Good headlines get your reader curious. The goal of your headline is to get them to read more.
Bad headlines cause your reader to move on, quickly.
There are a few tried and true headline patterns that you can use anytime (Note: Be able to back up any claims you make with case studies or testimonials):
One: A top 5 or top 10 list with a must-read adjective like “Fatal” (Top Five Fatal Mistakes Lawyers Make Drive Prospects to Competitive Web Sites)
Two: A secret that everyone must know (The Secret to Doubling Traffic on Your Web Site that Will Drive Your Competitors Crazy)
Three: A warning (Warning: Your Web Site is Ruining Your Professional Image)

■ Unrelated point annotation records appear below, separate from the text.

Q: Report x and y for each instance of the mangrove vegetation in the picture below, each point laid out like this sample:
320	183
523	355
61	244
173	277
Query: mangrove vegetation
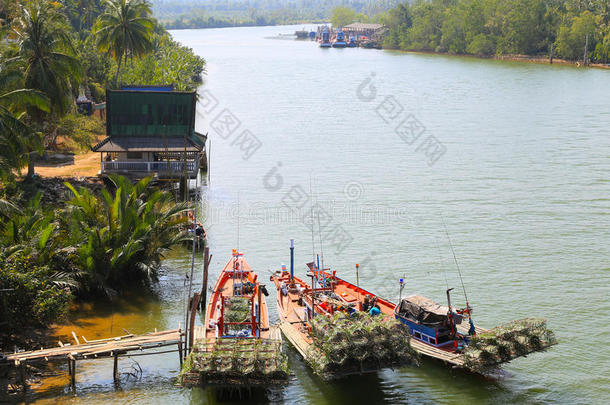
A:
568	29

Four: A compelling question and answer (Q: Who knows how to increase traffic on your Web site by 800%? A: Steve Smith does!)
Five: An irresistible story (“They laughed when I told them I developed my own web site….until they visited my site”) — This one is based on one of the most successful direct marketing campaigns of all time (“They laughed when I sat down to play the piano…”)

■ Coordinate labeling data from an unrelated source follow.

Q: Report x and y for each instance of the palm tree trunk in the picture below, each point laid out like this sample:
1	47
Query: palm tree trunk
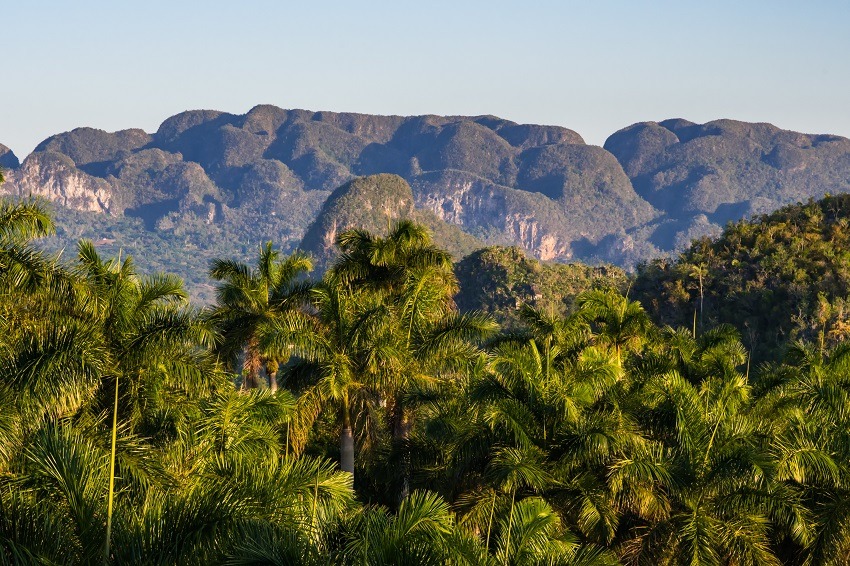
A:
402	424
252	363
346	442
107	550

Six: A comparison or one successful and one unsuccessful person (“A Tale of Two Auto Mechanics….Both Competent, Both Smart, Both Good People, But Only One Hired XYZ Web Design….”) — this one is based on a classic Wall Street Journal ad comparing the financial success of a successful and unsuccessful businessperson (the punch line being that both are the same but only one subscribed to the WSJ).

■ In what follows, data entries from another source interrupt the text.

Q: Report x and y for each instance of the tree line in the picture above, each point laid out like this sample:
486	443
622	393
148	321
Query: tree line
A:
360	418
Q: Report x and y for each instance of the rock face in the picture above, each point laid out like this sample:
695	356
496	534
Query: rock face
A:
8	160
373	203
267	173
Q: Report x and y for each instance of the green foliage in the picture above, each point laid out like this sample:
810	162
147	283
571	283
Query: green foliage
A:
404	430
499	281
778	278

Seven: An irresistible benefit (“Here’s how to double your online sales at half the price”)
Eight: A headline that creates urgency via a deadline or other means (“This is the last day that one of you will win a free web site today — and then this offer will expire forever”)
That’s enough examples for now. I know some of you will find these tacky or salesy but they have been time tested again and again. Why not use what works? Why reinvent the wheel?